Title: Secure Degrees of Freedom of Wireless Networks

The secure d.o.f. of the canonical Gaussian wiretap channel is zero, indicating a severe penalty due to secrecy. It has been known for some time that a strictly positive secure d.o.f. can be obtained in the Gaussian wiretap channel by using a helper which sends structured cooperative signals. We show that the exact secure d.o.f. of the Gaussian wiretap channel with a helper is 1/2. We extend this result to the case of M helpers and show that the exact secure d.o.f. in this case is M/(M+1). We present generalizations to networks with multiple secure messages, such as, the Gaussian broadcast channel with confidential messages and helpers, the interference channel with confidential messages and helpers, and the multiple access wiretap channel, as well as, to multi-hop networks, such as, the two-unicast layered network.

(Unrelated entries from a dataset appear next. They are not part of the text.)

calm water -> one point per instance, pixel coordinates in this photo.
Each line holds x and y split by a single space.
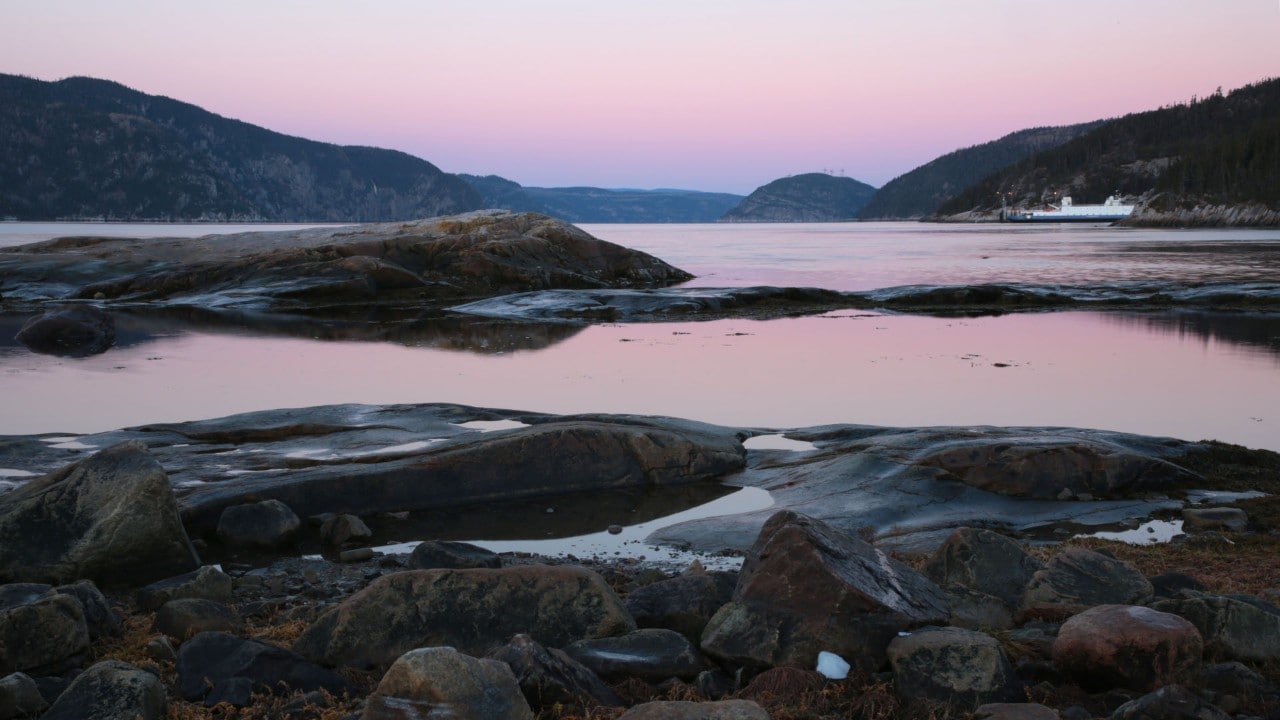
1184 374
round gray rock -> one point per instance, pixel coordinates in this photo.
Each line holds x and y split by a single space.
440 682
265 524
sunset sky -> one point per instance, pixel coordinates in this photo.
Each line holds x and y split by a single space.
720 95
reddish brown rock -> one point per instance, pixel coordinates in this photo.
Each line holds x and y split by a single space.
805 588
1128 646
1077 579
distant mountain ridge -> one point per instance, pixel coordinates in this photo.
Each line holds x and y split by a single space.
810 197
83 147
1212 162
604 205
920 191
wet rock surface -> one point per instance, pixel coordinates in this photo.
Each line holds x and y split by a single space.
471 255
373 461
808 584
110 518
1128 646
554 605
440 682
807 587
72 331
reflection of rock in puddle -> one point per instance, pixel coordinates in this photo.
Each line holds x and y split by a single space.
1146 533
490 425
777 442
67 443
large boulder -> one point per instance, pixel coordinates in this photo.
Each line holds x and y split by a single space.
684 604
216 666
206 583
984 561
548 677
1124 646
1075 579
952 666
440 682
19 697
99 615
558 456
472 610
805 588
1045 466
430 555
74 331
343 528
110 518
110 691
652 655
392 264
1171 702
40 629
265 525
188 616
1233 627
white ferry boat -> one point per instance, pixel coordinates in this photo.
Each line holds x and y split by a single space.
1109 212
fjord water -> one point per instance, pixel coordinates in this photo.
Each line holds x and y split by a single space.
1188 374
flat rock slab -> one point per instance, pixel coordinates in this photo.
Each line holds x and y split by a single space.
471 255
890 481
385 459
901 483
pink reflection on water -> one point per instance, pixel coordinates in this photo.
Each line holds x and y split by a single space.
1079 369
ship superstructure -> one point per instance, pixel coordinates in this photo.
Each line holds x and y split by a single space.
1114 209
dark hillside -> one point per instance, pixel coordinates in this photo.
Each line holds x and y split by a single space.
604 205
1216 153
810 197
85 147
920 191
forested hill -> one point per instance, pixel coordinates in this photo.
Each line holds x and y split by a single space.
1215 160
85 147
920 191
604 205
810 197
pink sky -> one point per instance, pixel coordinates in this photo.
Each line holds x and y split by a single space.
720 95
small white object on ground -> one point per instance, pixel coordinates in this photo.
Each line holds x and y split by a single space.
832 665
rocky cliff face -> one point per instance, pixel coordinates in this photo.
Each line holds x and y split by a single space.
812 197
83 147
1189 213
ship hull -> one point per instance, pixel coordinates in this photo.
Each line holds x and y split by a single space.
1061 218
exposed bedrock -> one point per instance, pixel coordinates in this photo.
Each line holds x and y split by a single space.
913 486
110 518
471 255
72 331
908 487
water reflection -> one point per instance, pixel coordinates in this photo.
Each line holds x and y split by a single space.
551 524
437 331
1247 331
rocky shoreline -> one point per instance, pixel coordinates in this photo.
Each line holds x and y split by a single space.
305 563
903 620
447 278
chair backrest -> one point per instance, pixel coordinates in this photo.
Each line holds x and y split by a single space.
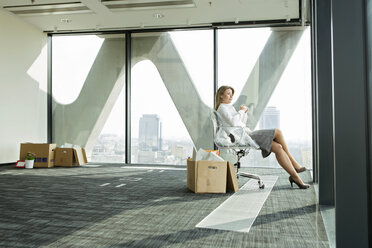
215 122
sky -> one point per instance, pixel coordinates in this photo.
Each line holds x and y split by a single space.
238 53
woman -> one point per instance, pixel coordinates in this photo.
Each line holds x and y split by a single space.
270 140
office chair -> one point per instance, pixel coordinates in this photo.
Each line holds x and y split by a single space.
229 138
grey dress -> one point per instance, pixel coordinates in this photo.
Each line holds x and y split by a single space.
264 139
231 117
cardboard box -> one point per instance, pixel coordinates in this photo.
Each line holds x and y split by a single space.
70 157
211 176
44 153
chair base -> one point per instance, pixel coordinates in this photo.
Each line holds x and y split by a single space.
240 154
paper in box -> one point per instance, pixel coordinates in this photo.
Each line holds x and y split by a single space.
211 176
44 153
70 156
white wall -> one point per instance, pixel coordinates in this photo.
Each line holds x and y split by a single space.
23 77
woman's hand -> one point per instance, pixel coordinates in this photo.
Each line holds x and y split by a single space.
245 108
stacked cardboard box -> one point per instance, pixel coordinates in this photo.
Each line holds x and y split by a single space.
44 153
49 155
70 157
211 176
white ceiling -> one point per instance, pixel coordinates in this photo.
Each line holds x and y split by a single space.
137 14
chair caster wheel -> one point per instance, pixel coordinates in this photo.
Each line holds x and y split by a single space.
261 185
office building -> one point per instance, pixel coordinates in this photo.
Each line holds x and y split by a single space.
64 65
149 133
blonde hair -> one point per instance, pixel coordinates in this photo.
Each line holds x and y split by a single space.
219 93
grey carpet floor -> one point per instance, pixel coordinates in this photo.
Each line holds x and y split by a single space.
109 206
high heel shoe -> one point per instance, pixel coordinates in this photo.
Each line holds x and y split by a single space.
301 186
301 169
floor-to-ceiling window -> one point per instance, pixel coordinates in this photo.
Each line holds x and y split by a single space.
88 75
269 68
172 88
168 69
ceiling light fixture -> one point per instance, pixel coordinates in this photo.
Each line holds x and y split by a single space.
66 20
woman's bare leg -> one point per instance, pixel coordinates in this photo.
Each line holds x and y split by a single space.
284 161
279 138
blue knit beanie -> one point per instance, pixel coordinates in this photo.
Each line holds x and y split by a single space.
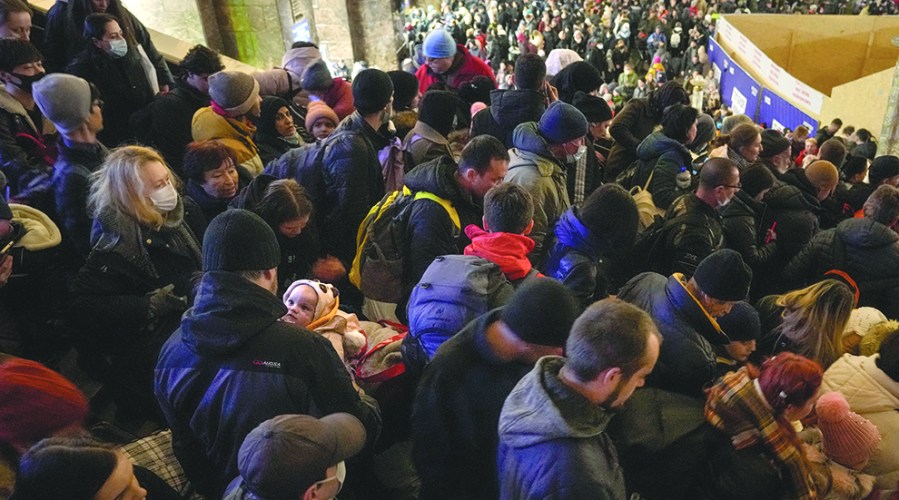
439 43
561 123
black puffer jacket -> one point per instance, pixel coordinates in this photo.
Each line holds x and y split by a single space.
866 249
71 180
686 359
430 232
232 365
630 127
794 207
166 122
353 183
742 222
698 234
663 157
577 261
508 109
123 85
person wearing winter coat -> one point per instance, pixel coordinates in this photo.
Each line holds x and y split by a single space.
276 133
552 428
867 249
510 108
585 176
432 232
538 163
27 139
743 217
606 224
134 286
694 222
871 386
455 414
73 105
232 365
229 117
508 219
684 309
449 63
436 119
794 206
664 155
165 123
353 182
754 410
337 93
213 177
112 62
63 39
286 208
636 121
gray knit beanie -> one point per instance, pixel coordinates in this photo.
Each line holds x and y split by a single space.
234 91
64 99
317 77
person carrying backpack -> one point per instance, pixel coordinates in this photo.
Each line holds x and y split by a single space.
424 221
456 411
455 289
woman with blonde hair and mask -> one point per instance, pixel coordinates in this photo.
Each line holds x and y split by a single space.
131 292
809 321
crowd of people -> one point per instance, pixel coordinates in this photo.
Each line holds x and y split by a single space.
488 274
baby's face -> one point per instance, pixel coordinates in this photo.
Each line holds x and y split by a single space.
301 305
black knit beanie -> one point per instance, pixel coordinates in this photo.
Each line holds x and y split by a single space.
610 214
438 109
372 90
596 110
239 240
405 88
541 312
741 323
724 276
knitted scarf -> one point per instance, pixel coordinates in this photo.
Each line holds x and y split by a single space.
738 409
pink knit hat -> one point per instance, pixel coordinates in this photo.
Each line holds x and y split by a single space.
849 439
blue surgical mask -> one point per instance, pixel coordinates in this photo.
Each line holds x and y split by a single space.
117 48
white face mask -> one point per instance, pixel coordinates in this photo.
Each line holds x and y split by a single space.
165 199
576 157
117 48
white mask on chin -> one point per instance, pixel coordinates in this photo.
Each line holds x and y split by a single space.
165 199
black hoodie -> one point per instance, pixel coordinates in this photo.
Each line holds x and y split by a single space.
233 365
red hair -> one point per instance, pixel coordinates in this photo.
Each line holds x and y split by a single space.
789 379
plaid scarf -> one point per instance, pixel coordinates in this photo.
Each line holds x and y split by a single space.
736 407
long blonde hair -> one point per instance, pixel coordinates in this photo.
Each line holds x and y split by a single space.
814 318
118 185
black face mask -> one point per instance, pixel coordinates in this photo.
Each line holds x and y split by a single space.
26 81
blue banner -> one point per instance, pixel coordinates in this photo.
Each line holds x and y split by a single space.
739 90
777 113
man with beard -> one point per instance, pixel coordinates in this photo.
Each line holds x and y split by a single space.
552 435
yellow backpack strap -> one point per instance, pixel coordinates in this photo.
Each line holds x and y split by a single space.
374 214
443 202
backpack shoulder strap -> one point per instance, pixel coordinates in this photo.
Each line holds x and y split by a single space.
443 202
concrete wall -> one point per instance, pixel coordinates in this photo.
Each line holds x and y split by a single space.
177 18
860 103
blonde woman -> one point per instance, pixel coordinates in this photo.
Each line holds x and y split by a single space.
129 296
809 321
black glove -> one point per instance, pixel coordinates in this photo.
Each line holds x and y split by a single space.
164 302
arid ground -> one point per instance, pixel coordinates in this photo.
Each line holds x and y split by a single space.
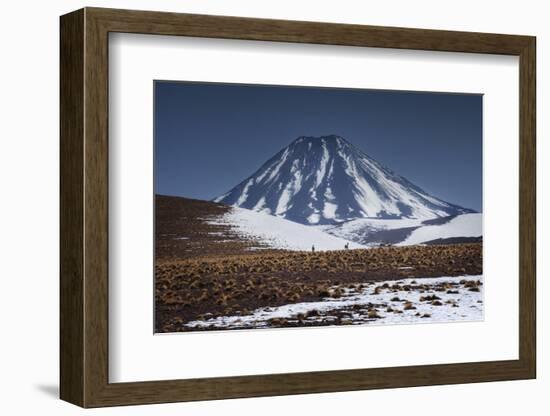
205 273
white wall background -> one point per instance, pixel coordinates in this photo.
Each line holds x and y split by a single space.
29 208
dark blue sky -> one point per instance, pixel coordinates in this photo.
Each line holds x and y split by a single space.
210 136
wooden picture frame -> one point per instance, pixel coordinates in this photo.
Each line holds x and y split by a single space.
84 207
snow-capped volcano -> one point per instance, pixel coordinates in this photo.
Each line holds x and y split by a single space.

Our achievable schemes are based on interference alignment and cooperative jamming, which together render the message signal(s) and the cooperative jamming signal(s) separable at the legitimate receiver, but align them perfectly at the eavesdropper preventing any reliable decoding of the message signal(s). Our converse is based on two key lemmas. The first lemma quantifies the secrecy penalty by showing that the net effect of an eavesdropper on the system is that it eliminates one of the independent channel inputs. The second lemma quantifies the role of a helper by developing a direct relationship between the cooperative jamming signal of a helper and the message rate.

This work is jointly with Jianwei Xie.

Title: Information theoretic secret key generation in WiFi systems

This talk addresses secret key generation for communication in real world wireless channels. Considering the secrecy inherent in the reciprocal nature of such channels, we present a technique to generate an information theoretic secret key shared by two terminals observing signals over a common channel. Starting with techniques developed for jointly Gaussian secrets, we propose an approach that enables reliable secret key establishment for the typical WiFi channel. We focus on how the theoretical techniques are used and adopted to the real-world challenges. We further propose a way to enhance the current 802.11i using the generated secret key.

Title: Biometrics: Identification and Authentication

In this lecture we discuss the fundamental limits for biometric identification and authentication procedures. We consider unprotected but also protected storage of the templates. In the protected case we focus on privacy leakage. Fundamental limits corresponding to searching databases for identification are given. The relation between secret-key length and FAR is investigated for authentication with protected templates.